Pending appeals and the way forward

At the time of its last seen, the AB had issued nearly 160 decisions. At present, there are currently 14 disputes pending disposal by the AB. These numbers will in all probability increase as Members appeal panel reports.

However, the AB’s paralysis does not mean the end of WTO dispute settlement as such. Fortunately, the panel process is still functional, and Members are continuing to initiate disputes. However, if a panel report arising from any of these complaints is appealed by any of the parties, the panel process would be rendered futile, particularly if the appeal is preferred by the respondent.

One implication that might arise from a reliance on panel adjudication is that there might be pressure on the panels to issue their reports in such a way that is acceptable to both parties, thereby avoiding a recourse to the appellate process. However, in a stark reminder of dispute settlement during the GATT days, such a practice would force panelists to be less objective and more diplomacy-oriented.

Notwithstanding the availability of panel adjudication, the AB paralysis has opened the door for Members to flirt with the adoption of measures that could be WTO inconsistent. Not only could this lead to a situation of lawlessness in the WTO, Members would not shy away from resorting to unilateral actions to address alleged WTO violations by other Members. This could lead to a trade war on a global scale. In fact, in the context of India – Export Measures, it is speculated that the United States may rely on the panel report itself to take unilateral Section 301 action against India.

Out of the 14 appeals pending disposal, 4 involve India either as a complainant or a respondent. These appeals are:

  1. India – Solar Cells and Modules (DS456)
  2. US – Renewable Energy Measures (DS 510)
  3. India – Export Measures (DS 541)
  4. India – Iron and Steel Products (DS 518)

The implications of these pending appeals are quite varied. In India – Iron and Steel Products, the safeguard measure challenged by Japan had expired during the panel process itself. Thus, any judgment on the validity of these measures would be merely academic in value and of limited implication for either party.

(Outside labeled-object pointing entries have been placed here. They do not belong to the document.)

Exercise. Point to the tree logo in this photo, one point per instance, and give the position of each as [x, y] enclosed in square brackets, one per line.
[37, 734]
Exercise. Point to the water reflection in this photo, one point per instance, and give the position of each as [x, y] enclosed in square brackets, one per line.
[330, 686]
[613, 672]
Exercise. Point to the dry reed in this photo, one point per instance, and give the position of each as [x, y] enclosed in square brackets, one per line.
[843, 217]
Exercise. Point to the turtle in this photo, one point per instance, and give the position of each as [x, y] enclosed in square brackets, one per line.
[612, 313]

In US – Renewable Energy Measures, even though India is a complainant, the implications are limited since India’s stakes in the export market for renewable energy products are not significant. In fact, this dispute was primarily brought by India as a tit-for-tat to the US’ complaint against India in India – Solar Cells and Modules. However, that the decision in US – Renewable Energy Measures has not attained finality means India has lost any potential bargaining power in the parallel dispute brought against it by the US in India – Solar Cells and Modules.

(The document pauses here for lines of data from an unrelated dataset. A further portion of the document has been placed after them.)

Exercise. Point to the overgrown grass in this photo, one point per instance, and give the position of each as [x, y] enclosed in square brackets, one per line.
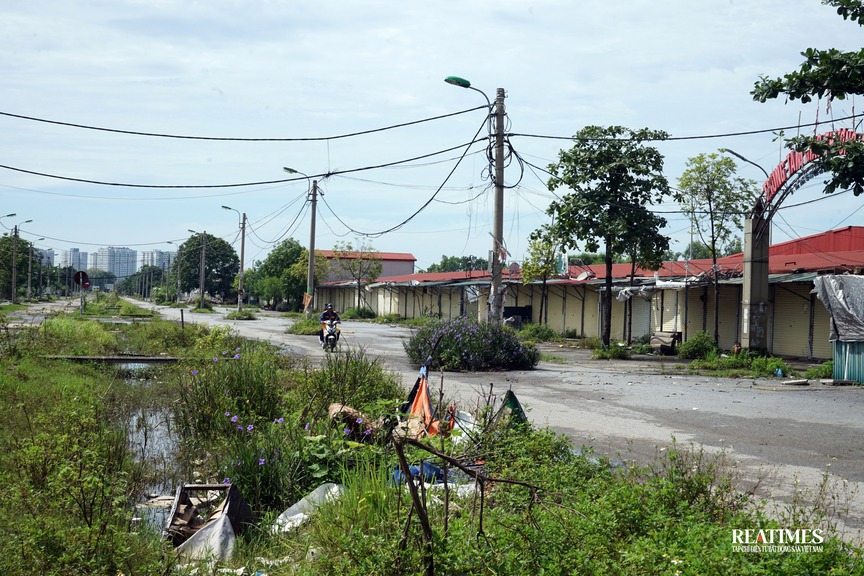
[574, 514]
[532, 332]
[464, 344]
[355, 313]
[241, 315]
[615, 351]
[304, 327]
[824, 370]
[741, 364]
[69, 480]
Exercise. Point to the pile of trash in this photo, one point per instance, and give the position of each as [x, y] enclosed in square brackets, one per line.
[205, 519]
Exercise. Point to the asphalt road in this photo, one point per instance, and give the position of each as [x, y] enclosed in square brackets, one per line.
[786, 438]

In India – Export Measures, the implications are quite the opposite. It is significant that India has appealed the panel report since the AB paralysis means that India has more time till any final judgment is pronounced on the validity of its export support measures with the SCM Agreement. This would be of major relief to India as the benefits conferred under these challenged export support schemes run into millions of rupees. Notwithstanding, the Government of India is already examining ways to formulate export subsidy programmes that are WTO compliant.

Among the disputes not appealed, it is relevant to note that India has initiated compliance proceedings in India – Avian Influenza and India – Solar Cells and Modules, where both the panels and Appellate Body have ruled against India’s measures as being WTO inconsistent. If the compliance panels rule against India and India appeals both these rulings, decisions regarding India’s compliance with the decisions in the above disputes would not achieve finality.

The AB has stood as the vanguard of the rules-based system of settling WTO disputes. Its contribution to the international rule of law and its rich jurisprudence has been remarkable. Nonetheless, it should be pointed out the AB’s decisions on certain issues do require introspection. However, none of these decisions are of such a nature that they warrant the AB’s cessation.

The AB’s disintegration by the US reminds one of how Thanos disintegrated half the universe with his apocalyptic snap. This begs the question – is there an Endgame in sight? Let’s hope the WTO and its other Members can assemble to solve the fate of the WTO’s dispute settlement mechanism.